Claims of Being Unsafe Misplaced

Editor:

The writer of Thursday’s article, “”University Must Protect Students from Racism,”” (March 12) writes that the Muir College Council, through Anti-Zionism Week, has made the Jewish community “”feel unsafe on campus.””

Unsafe. Really. Does the writer really know what it is to feel unsafe? Being unsafe is having to go to sleep every night surrounded by sandbags, the pop-pop-popping of rubber bullets — an insane lullaby. Unsafety is fearing your death lurks around every corner dressed as an Israeli soldier, an Israeli tank, an Israeli gunship: death, hovering in the sky.

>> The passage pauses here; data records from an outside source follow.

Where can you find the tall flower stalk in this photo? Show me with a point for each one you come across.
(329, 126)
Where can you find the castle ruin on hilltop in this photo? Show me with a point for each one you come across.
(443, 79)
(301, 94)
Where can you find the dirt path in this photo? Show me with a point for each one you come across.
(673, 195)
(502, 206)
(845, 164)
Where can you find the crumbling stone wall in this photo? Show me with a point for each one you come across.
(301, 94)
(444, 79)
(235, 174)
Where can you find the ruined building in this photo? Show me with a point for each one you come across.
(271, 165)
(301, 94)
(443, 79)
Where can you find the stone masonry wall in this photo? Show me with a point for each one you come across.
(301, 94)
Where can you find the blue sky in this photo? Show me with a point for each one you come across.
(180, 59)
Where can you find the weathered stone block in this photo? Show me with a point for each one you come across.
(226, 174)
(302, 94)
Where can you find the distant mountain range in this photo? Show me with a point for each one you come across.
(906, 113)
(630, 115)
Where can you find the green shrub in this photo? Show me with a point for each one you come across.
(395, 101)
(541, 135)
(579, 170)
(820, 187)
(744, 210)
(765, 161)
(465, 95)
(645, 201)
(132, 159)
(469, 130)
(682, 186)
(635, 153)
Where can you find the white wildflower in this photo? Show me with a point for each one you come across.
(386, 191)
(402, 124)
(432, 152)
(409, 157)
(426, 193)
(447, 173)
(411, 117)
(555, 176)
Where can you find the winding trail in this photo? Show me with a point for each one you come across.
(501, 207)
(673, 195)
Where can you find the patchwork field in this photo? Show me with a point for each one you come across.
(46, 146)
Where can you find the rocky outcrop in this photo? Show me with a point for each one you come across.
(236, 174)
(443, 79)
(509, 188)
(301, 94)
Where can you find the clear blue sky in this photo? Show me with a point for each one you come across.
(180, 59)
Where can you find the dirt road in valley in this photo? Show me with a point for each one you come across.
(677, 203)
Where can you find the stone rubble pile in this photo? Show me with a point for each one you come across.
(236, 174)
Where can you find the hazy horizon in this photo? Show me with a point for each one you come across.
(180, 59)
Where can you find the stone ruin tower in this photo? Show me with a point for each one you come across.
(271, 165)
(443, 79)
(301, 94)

That is feeling unsafe. Yet the writer writes that she feels unsafe and that this too is feeling unsafe. It is not a feeling of unsafety of person, but a moral and ideological feeling of being unsafe. It is a feeling created by education, evidence and facts that attack the belief that modern Israel is the fulfillment of a noble ideal, that it is a civilized oasis in a barbaric, empty desert.

This feeling of being unsafe, this questioning of the validity of having a homeland for one people at the expense of another, is and remains the goal of Anti-Zionism Week. Zionism is the political-historical movement that created the modern nation of Israel and has subsequently led to the raping of the honor and dignity of the Palestinian people, of mothers and fathers, sons and daughters.

— Taha Gaya
Muir Junior

Editor,

I am writing to correct a few of the inaccuracies in the letter from Lucas Simmons (“”Letters to the Editor,”” March 8). Simmons lays the blame for the current energy crisis in California on Gov. Gray Davis. Actually, energy deregulation legislation was passed in 1996 under the administration of Republican poster boy Pete Wilson, and the crisis has been caused by energy price manipulation by George W. Bush’s friends in big oil.

It is also interesting that Simmons can claim that energy deregulation in Texas has been a success, when it is not due to be implemented in that state until Jan. 1, 2002.

As to the idea of separation of church and state, in Jefferson’s 1802 letter to the Danbury Baptist Association, he argued that the Constitution created a “”wall of separation between church and state.””

Although the exact phrase “”separation of church and state”” does not appear in the Constitution, this was Jefferson’s interpretation of the First Amendment: “”Congress shall make no law respecting an establishment of religion.”” I am sure that Simmons’ interpretation is much more in tune with the intentions of the framers of the Constitution than Jefferson’s, but I mention Jefferson’s opinion here merely as interesting historical trivia.

Maybe we have underestimated President Bush’s credentials. As Simmons points out, Bush did attend Harvard and Yale. Rarely is the question asked: Was our president learning at Harvard and Yale? Did he truly earn his “”gentleman’s C,”” or did he rely on Daddy’s influence to get him through while he staggered from one frat party to another in a booze and coke haze?

The truth is that Dubya has been able to hide his incompetence by using his family’s money and his father’s influence.